Liberty Counsel Files Brief In The Supreme Court Opposing The Use Of Federally Controlled Substances Under Oregon's Assisted Suicide Law

May 9, 2005

Today Liberty Counsel filed an amicus brief in the United States Supreme Court opposing the use of federally controlled substances under Oregon's Assisted Suicide law. The case is Gonzalez v. State of Oregon.

Oregon's Death with Dignity Act allows for a physician-assisted suicide. The U.S. Attorney General interpreted the federal Controlled Substances Act to prohibit physicians from prescribing controlled substances for assisted suicide. Liberty Counsel's brief argues that the Attorney General properly exercised his role as protector of the inalienable right to life. This right to life is manifested in the Declaration of Independence which states: "We hold these truths to be self-evident, that all men are created equal, that they are endowed by their Creator with certain inalienable Rights, that among these are Life, Liberty and the pursuit of Happiness. That to secure these rights, Governments are instituted among Men, . . ."

John Locke believed that each individual owed a duty to God to preserve his or her life. The right to life, understood by the Founders, required the protection of all life and prohibited the right to license other individuals to imperil life. All other rights are contingent upon the right to life. Prohibiting physicians from using controlled substances to terminate the life of another furthers the government's interest in preserving life. The Model Penal Code prohibits assisted suicide. The U.S. Supreme Court wrote in Washington v. Glucksberg that "the criminal homicide laws are threatened by one who expresses a willingness to participate in taking the life of another even though the act may be accomplished with the consent, or at the request of the suicide victim." In 1990, the High Court in the Cruzan case noted that "the majority of states in this country have laws imposing criminal penalties on one who assists another to commit suicide." In Vacco v.
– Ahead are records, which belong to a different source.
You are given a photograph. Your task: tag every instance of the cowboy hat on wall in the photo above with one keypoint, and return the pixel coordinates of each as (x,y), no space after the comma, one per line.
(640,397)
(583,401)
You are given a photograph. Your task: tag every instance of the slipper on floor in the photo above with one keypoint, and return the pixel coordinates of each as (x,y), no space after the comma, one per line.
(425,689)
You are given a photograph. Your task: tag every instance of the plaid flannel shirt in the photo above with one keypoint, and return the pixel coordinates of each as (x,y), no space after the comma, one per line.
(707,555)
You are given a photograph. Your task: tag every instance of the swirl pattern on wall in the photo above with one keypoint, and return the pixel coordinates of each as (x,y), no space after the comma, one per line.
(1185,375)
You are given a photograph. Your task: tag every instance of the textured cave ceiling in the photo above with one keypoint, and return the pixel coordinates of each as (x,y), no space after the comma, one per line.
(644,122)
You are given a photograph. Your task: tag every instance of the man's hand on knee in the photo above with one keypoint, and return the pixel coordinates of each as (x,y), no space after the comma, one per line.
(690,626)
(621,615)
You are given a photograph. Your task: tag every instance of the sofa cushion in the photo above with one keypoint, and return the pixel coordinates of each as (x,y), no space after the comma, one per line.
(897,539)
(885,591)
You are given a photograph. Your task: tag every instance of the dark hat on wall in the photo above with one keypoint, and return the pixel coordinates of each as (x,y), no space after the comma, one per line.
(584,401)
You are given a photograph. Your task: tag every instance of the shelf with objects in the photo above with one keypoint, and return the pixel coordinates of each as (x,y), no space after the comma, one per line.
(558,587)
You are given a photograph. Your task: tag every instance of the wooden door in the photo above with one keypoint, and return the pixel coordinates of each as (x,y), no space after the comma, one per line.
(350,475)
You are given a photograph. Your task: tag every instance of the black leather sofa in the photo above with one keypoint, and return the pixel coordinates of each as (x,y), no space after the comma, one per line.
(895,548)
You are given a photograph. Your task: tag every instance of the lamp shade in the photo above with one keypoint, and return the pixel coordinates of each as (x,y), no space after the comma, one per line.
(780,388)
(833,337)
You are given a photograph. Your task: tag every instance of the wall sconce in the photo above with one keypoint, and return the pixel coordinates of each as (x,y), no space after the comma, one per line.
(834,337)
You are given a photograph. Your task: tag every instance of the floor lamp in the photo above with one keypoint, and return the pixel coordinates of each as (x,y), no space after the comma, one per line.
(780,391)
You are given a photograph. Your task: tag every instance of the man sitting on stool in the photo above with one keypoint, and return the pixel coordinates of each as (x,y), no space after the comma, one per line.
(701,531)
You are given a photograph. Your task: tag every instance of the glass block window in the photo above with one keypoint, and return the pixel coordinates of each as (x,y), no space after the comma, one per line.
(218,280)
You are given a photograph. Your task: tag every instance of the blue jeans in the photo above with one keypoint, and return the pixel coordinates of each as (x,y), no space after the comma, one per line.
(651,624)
Quill, the Supreme Court noted that assisted suicide "is contrary to the prohibition against using the tools of medicine to cause a patient's death."
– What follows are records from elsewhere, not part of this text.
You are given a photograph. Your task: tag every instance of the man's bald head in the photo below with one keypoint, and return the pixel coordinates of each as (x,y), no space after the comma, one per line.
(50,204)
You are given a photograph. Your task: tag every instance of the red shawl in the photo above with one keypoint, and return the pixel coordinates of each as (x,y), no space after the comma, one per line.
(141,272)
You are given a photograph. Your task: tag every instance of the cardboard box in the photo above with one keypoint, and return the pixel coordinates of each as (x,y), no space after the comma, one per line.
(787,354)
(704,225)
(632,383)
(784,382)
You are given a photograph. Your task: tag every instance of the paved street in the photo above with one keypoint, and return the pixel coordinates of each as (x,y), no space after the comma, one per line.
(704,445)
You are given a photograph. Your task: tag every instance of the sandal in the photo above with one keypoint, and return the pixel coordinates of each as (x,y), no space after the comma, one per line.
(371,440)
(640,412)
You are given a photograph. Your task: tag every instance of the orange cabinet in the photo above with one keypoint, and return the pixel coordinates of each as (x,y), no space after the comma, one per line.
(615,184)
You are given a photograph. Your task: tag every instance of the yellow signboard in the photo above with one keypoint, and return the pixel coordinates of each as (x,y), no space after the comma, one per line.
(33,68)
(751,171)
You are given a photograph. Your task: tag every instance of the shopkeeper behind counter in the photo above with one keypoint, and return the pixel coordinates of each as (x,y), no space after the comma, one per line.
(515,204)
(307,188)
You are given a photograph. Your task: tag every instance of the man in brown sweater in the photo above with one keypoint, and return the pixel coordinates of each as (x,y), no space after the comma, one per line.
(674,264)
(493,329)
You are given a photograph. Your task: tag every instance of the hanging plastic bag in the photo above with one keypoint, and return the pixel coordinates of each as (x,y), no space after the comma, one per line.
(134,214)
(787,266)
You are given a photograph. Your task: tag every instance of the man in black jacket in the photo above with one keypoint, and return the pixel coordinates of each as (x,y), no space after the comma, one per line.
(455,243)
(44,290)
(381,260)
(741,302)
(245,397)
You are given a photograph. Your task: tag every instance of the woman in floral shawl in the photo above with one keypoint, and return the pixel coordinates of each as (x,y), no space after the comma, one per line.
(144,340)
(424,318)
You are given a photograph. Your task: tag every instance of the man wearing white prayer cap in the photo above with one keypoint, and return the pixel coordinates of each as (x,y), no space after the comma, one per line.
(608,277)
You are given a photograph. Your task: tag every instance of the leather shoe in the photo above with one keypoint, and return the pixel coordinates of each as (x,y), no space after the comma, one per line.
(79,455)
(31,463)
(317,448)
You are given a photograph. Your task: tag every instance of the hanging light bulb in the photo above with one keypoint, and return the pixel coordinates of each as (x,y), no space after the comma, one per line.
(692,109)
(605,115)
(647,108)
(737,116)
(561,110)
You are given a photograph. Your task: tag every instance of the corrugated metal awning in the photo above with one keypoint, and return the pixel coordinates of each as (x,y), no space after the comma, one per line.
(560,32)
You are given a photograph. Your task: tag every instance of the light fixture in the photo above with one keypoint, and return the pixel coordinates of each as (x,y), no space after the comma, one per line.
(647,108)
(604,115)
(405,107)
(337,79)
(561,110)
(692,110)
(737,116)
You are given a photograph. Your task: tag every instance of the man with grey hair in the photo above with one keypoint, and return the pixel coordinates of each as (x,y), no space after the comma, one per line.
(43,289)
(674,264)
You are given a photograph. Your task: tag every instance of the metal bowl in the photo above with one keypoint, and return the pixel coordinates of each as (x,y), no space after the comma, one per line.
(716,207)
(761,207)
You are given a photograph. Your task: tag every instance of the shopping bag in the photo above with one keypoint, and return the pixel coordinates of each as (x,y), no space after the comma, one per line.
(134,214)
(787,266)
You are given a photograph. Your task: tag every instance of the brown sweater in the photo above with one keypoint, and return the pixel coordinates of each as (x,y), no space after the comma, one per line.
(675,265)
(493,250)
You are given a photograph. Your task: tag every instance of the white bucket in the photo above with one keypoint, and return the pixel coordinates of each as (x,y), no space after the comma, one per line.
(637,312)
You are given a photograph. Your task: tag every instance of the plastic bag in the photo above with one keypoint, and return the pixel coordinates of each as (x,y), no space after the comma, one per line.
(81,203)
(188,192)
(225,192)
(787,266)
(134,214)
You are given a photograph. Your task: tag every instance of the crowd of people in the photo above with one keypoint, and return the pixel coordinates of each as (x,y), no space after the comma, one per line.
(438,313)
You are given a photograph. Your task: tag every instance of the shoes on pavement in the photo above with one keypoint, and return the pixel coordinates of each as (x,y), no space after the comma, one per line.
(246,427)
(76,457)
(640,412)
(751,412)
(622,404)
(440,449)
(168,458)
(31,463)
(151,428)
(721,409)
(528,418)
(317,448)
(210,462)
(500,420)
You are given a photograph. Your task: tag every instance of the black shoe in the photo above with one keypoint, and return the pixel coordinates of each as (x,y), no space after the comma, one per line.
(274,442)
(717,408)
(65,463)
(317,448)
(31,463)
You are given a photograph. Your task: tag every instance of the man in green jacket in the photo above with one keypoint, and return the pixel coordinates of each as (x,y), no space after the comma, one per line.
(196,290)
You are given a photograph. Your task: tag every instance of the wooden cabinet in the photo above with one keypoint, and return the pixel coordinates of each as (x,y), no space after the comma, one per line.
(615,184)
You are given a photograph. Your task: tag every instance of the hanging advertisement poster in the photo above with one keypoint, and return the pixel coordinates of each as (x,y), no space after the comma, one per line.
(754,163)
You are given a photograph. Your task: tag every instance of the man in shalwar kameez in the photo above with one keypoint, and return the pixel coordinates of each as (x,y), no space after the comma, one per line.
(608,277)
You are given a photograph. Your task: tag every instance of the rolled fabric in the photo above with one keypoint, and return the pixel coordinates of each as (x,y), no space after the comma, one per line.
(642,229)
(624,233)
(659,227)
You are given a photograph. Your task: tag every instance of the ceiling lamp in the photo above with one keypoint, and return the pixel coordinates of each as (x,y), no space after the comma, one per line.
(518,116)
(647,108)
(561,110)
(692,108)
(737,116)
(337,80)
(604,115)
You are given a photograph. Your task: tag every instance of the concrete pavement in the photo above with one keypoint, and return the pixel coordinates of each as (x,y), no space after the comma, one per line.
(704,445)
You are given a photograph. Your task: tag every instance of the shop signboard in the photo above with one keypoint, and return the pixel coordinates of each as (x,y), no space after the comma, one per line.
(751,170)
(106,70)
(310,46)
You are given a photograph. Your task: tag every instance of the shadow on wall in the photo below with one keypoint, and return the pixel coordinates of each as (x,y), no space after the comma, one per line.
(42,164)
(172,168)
The brief reviews many state court decisions prohibiting assisted suicide. The brief also notes that the American Medical Association "continues to stand by its ethical principle that physician-assisted suicide is fundamentally incompatible with the physician's role as healer."

Mathew D. Staver, President and General Counsel of Liberty Counsel, stated: "When a physician participates in a person's suicide by administering controlled substances, the line between healer and executioner is blurred, and the sanctity of life is lost. America should not become like Sweden, where patients wonder whether a physician with a syringe brings life or death."